HYDERABAD: The outcome of the byelection to Huzurnagar Assembly seat, slated for October 21, will set all speculation to rest as to which way the wind is blowing.
The TRS juggernaut has slowed down a bit after its scorching victory in Assembly elections in 2018 when it bagged 88 of the 119 seats. But by the time Lok Sabha elections arrived, its graph has nosedived. It had won only nine seats though it wanted to corner 16 of the 17 seats (Hyderabad was left for MIM).
If the pink panthers wrest Huzurnagar from Congress, it would go out to prove that the party’s fortunes are once again on the ascendency. But it is easier said than done as Huzurnagar is Congress, or to be more specific PCC president N Uttam Kumar Reddy’s citadel.
After the creation of Huzurnagar Assembly constituency in 2009, he won all the three elections in 2009, 2014 and 2018. Earlier, he won from Kodad in 1999 and 2004. The seat has now fallen vacant following Uttam Kumar Reddy’s election to Lok Sabha from Nalgonda. Now he wants to field his wife Padmavathi, who lost the election in Kodad in 2018, though there are voices in the Congress opposing her candidature.
For Congress, winning the seat is important to lift the sagging morale of the party workers after the humiliating defeat it had suffered in the Assembly elections. Though it had improved its position by winning three seats in the Lok Sabha election, the party has not yet gained any momentum. If the Congress wins Huzurnagar, it might give a push that it is desperately in need of.
But the TRS is determined to win the seat. KCR has announced S Saidi Reddy as the candidate for the byelection, Congress is yet to finalise its candidate. In 2018, the TRS announced Saidi Reddy’s name very late which to some extent helped the Congress steal a march over him. But this time the situation is the other way around.

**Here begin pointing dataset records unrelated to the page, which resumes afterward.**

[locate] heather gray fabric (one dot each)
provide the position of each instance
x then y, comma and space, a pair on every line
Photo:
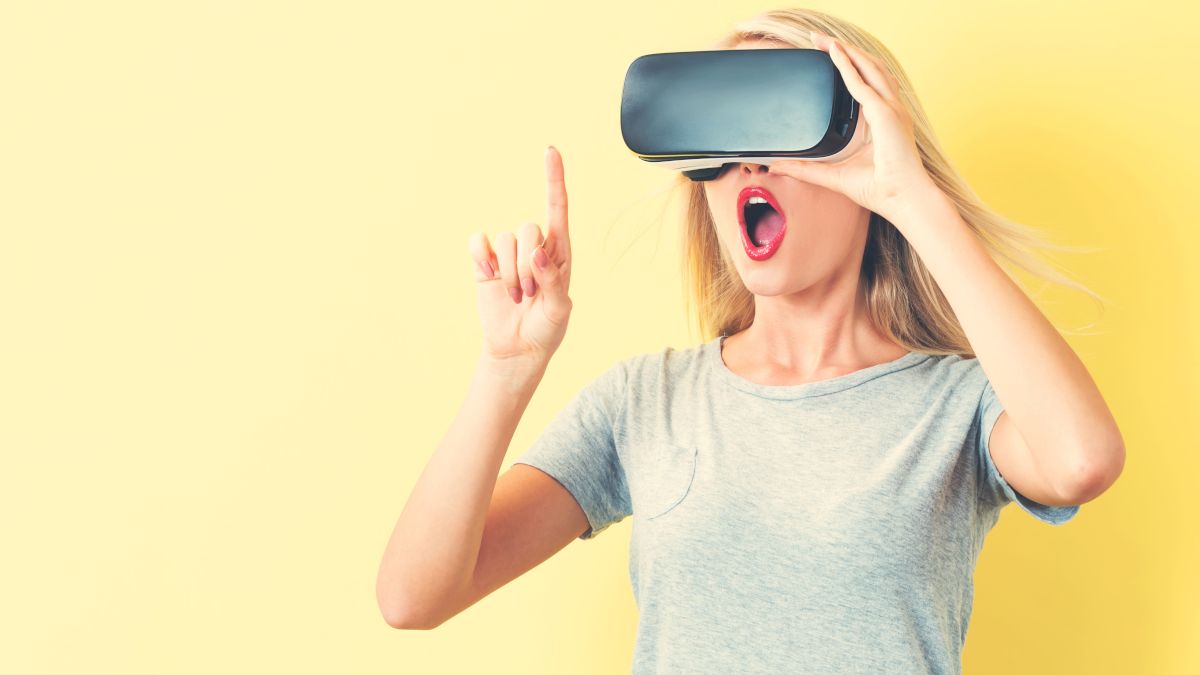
822, 527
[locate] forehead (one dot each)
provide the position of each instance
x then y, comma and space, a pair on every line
760, 43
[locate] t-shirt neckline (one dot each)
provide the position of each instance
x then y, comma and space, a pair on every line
819, 388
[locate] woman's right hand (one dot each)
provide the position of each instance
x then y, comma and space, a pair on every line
519, 327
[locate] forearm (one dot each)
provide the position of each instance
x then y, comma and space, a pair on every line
437, 537
1045, 388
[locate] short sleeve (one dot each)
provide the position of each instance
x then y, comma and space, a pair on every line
994, 488
579, 449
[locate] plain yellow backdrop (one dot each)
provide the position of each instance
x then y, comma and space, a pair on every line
238, 312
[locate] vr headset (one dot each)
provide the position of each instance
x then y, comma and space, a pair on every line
697, 111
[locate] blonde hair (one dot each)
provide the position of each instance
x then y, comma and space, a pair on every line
904, 300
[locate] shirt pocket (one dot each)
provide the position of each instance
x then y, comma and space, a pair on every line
664, 481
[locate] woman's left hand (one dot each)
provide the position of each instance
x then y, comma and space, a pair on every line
886, 173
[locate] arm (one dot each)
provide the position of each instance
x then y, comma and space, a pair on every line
1056, 442
462, 535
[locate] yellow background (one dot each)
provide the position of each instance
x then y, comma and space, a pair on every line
238, 312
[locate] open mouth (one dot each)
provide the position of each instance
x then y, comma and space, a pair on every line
762, 221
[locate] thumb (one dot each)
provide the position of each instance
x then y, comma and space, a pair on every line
551, 285
816, 173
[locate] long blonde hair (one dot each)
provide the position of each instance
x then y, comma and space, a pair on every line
903, 298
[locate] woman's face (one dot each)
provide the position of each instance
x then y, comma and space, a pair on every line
823, 231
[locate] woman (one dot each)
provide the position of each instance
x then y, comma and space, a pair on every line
810, 488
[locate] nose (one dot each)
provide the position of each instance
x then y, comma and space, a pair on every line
751, 167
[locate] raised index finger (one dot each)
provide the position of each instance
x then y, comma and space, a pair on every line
558, 242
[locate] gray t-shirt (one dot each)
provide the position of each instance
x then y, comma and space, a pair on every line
831, 526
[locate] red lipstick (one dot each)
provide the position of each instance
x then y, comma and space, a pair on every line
768, 249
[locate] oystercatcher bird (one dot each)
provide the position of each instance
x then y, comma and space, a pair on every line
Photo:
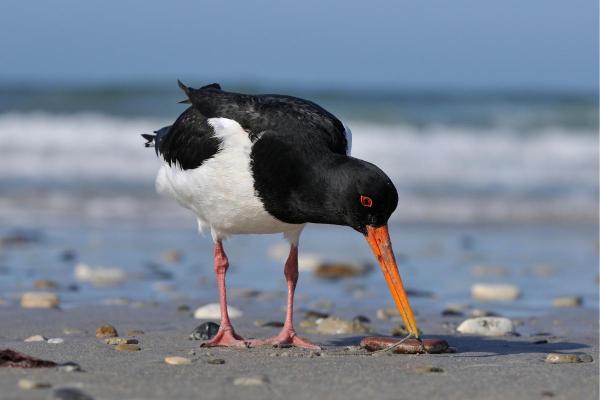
257, 164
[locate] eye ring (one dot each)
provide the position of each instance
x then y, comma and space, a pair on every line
366, 201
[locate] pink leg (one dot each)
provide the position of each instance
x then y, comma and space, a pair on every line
226, 336
288, 335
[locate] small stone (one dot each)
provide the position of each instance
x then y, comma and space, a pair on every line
567, 301
338, 270
45, 284
171, 256
400, 330
117, 301
69, 367
489, 270
486, 326
117, 341
35, 338
387, 313
495, 292
408, 346
250, 381
268, 324
205, 331
68, 255
428, 368
449, 312
557, 358
337, 326
72, 331
28, 384
70, 394
213, 311
100, 276
39, 300
314, 315
478, 312
127, 347
106, 331
361, 319
176, 360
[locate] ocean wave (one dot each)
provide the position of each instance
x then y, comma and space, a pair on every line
443, 173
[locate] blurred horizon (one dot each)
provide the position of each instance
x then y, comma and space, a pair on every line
464, 45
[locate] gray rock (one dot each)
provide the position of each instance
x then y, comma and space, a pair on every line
205, 331
70, 394
486, 326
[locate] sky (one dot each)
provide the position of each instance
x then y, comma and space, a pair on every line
465, 44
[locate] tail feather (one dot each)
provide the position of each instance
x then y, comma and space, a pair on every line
149, 138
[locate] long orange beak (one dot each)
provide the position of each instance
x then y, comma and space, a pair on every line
379, 240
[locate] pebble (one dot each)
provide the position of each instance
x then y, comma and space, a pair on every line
409, 346
489, 270
69, 367
567, 301
117, 341
268, 324
428, 368
35, 338
106, 331
479, 312
387, 313
213, 311
250, 381
171, 256
362, 319
486, 326
339, 270
127, 347
400, 330
99, 276
45, 284
72, 331
491, 292
558, 358
314, 315
337, 326
70, 394
176, 360
28, 384
39, 300
205, 331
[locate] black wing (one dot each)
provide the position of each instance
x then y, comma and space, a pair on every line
302, 120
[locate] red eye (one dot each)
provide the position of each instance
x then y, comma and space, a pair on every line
366, 201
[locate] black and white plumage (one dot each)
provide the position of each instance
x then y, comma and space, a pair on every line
249, 164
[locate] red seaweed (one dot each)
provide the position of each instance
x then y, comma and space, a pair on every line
12, 359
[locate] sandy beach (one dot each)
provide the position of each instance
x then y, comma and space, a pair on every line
482, 368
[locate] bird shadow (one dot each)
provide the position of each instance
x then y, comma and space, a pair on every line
474, 346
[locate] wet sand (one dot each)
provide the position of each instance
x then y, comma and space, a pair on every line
482, 368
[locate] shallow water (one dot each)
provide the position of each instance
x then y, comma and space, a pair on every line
432, 258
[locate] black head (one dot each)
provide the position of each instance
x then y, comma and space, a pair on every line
363, 195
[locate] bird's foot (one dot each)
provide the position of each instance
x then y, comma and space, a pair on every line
226, 338
286, 338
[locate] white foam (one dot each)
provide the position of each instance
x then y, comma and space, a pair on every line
442, 173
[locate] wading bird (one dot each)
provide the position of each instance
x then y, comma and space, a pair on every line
256, 164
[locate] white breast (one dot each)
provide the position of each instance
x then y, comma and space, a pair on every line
221, 191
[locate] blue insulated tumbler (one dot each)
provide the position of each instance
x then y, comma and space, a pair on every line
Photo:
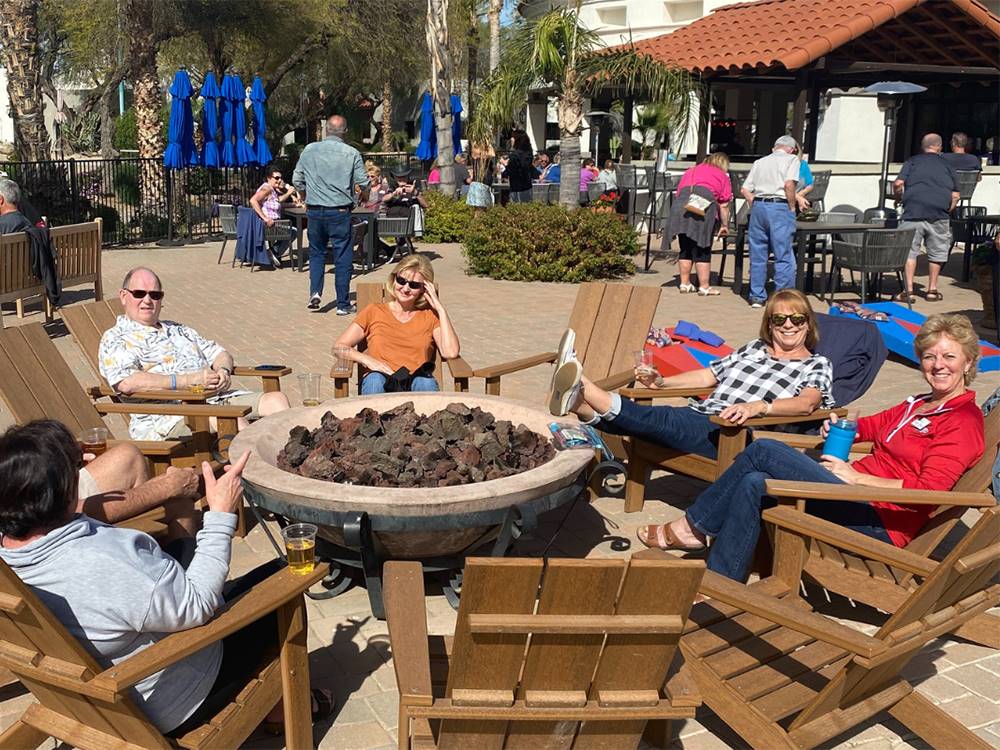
840, 438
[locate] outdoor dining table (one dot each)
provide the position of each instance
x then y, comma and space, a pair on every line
298, 215
805, 232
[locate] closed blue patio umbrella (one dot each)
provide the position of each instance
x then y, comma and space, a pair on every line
427, 148
257, 99
456, 122
210, 121
180, 150
225, 113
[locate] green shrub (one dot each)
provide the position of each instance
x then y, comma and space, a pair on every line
446, 219
535, 242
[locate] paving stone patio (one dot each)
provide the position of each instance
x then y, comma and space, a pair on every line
261, 317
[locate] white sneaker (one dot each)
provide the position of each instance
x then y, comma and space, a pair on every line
565, 387
566, 350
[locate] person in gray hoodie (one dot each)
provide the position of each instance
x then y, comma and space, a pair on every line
114, 589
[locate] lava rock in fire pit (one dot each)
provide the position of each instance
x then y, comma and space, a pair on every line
400, 448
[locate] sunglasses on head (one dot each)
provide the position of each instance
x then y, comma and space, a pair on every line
415, 285
798, 319
154, 294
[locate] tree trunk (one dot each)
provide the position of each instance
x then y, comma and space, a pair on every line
493, 14
148, 100
441, 86
22, 63
108, 124
387, 144
570, 111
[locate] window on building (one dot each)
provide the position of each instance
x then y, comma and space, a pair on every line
682, 11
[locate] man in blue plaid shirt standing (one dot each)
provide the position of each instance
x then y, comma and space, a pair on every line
326, 174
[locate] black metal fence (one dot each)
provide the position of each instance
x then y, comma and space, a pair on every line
139, 200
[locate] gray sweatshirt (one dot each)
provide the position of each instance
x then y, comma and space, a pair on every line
117, 592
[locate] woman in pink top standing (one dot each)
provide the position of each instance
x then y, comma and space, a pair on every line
696, 232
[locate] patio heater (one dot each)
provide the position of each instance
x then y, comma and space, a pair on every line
889, 98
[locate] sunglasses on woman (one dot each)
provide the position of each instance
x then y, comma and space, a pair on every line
798, 319
154, 294
414, 285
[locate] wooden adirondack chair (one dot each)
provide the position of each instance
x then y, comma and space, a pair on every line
373, 294
87, 323
86, 706
871, 581
783, 676
602, 639
611, 322
36, 383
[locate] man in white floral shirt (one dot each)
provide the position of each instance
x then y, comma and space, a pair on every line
141, 352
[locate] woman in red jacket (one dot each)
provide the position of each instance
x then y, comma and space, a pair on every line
925, 443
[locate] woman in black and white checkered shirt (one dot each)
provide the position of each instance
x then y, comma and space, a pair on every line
776, 374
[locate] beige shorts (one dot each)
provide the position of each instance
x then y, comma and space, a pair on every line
252, 400
87, 485
935, 237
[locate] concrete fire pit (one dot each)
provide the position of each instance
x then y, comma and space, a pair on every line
413, 523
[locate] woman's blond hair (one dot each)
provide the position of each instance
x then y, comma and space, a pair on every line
417, 263
717, 159
798, 302
956, 327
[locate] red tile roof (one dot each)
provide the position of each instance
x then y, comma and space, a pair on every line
789, 34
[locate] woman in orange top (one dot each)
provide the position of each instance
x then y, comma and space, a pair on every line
403, 332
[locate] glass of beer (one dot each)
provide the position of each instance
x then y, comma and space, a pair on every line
309, 387
203, 375
643, 360
94, 440
300, 546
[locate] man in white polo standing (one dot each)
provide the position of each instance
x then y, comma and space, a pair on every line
326, 174
769, 190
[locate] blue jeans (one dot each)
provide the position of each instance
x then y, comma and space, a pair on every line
329, 224
374, 382
772, 227
675, 427
729, 510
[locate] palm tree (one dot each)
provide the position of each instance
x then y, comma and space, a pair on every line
442, 75
21, 61
557, 53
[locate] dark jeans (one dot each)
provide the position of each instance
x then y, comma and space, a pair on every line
325, 225
729, 510
242, 651
675, 427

TRS is planning its poll strategy very meticulously. Come hell or high water, the party wants to win the seat and send out a message loud and clear that even in Congress strongholds, it is the TRS which calls the shots.
The Congress is eyeing the support of CPM which has got more than 2,000 votes in the last election and that of the TDP, CPI and TJS. Though the BJP is not much of a force in the constituency if Modi wave works, the candidate, whoever it might be, could rake in a respectable number of votes. The BJP knife could cut way, it might divide the Congress as well as TRS votes. The TRS is also wondering if YSRC could help its candidate. In 2014, YSRC polled a sizeable number of votes - about 30,000 and as YSRC and TRS are on good terms, the then YSRC candidate Gattu Srikanth Reddy could revive his votes, if they still exist, in favour of the TRS.